LONDON - In his first Olympic Games, former Tennessee Vol standout Aries Merritt jumped out to an early lead in the 110-meter hurdles final and never looked back as the U.S. Track & Field team member captured the Olympic gold medal on Wednesday night in convincing fashion at Olympic Stadium in London.

Merritt, who won both his qualifying and semifinal heats, improved his personal-best mark to 12.92 and finished steps in front of U.S. teammate Jason Richardson (13.04). His mark of 12.92 is the fastest in the world in 2012 and the second fastest time in Olympic history.

"I am so excited, words can't explain how excited I am right now," said Merritt. "The gold medal means everything. The U.S. hasn't had a gold medal (in the 110m hurdles) since Allen Johnson in 1996. It's phenomenal. To be here in this atmosphere is really special."

With gold medal favorite and 2004 Olympic Champion Liu Xiang of China crashing into the first hurdle in the final qualifying heat, and Cuba's Dayron Robles - the world record holder - pulling out of the finals midway through the event, it was Merritt's race to win.

Jamaica's Hansle Parchment took bronze in the event with a mark of 13.12.

Merritt's win comes just three days after former UT track & field stars Dee Dee Trotter and Justin Gatlin claimed bronze medals in the women's 400m dash and the men's 100m dash, respectively.

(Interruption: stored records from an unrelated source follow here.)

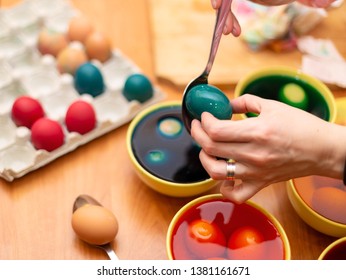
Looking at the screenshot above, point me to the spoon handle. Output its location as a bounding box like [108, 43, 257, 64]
[203, 0, 232, 76]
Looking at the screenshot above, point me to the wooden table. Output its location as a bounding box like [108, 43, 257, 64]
[0, 0, 346, 260]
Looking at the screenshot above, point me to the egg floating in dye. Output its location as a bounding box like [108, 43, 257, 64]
[65, 100, 96, 135]
[72, 204, 118, 245]
[84, 31, 112, 63]
[227, 226, 264, 260]
[122, 73, 154, 103]
[11, 96, 45, 128]
[279, 83, 308, 110]
[311, 187, 346, 224]
[186, 84, 232, 120]
[186, 219, 226, 259]
[31, 118, 65, 152]
[74, 62, 105, 97]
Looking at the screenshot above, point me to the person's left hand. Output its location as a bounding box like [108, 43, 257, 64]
[211, 0, 241, 37]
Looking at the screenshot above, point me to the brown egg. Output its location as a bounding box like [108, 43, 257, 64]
[85, 31, 112, 62]
[37, 28, 68, 57]
[67, 16, 94, 42]
[311, 187, 346, 224]
[56, 46, 88, 75]
[72, 204, 118, 245]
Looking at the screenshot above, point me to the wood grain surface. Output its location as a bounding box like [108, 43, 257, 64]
[0, 0, 346, 260]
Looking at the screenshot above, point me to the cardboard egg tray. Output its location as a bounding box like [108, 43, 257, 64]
[0, 0, 164, 181]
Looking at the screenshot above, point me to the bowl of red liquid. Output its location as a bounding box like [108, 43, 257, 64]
[287, 176, 346, 237]
[166, 194, 291, 260]
[318, 236, 346, 260]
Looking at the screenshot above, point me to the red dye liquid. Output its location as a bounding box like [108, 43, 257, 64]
[293, 176, 346, 224]
[171, 199, 285, 260]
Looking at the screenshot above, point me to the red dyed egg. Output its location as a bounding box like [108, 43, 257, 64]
[65, 100, 96, 134]
[31, 118, 65, 152]
[186, 219, 226, 259]
[11, 96, 44, 128]
[228, 226, 264, 260]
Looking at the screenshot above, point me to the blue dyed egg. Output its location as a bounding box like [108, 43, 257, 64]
[123, 73, 154, 103]
[186, 84, 232, 120]
[74, 62, 105, 97]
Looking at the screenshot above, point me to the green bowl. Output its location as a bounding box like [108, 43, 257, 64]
[166, 194, 291, 260]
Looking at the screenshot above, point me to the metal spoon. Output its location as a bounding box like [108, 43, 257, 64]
[72, 194, 119, 260]
[182, 0, 232, 133]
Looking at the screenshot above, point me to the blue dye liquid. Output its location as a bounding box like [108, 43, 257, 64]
[132, 106, 210, 183]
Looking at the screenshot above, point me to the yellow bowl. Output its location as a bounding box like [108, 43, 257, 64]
[126, 101, 217, 197]
[287, 176, 346, 237]
[318, 236, 346, 260]
[287, 176, 346, 237]
[234, 66, 336, 122]
[166, 194, 291, 260]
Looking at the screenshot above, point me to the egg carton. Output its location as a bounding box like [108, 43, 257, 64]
[0, 0, 165, 181]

The former NCAA Champion's gold medal is the sixth for the UT track & field program. In total, 22 Tennessee products - all representing the United States - have won 26 Olympic gold medals.

A seven-time All-American with the Vols, the 27-year-old Merritt is the first UT athlete to win a gold medal since former Lady Vol basketball players Tamika Catchings, Kara Lawson and Candace Parker won gold at the 2008 Olympic Games in Beijing.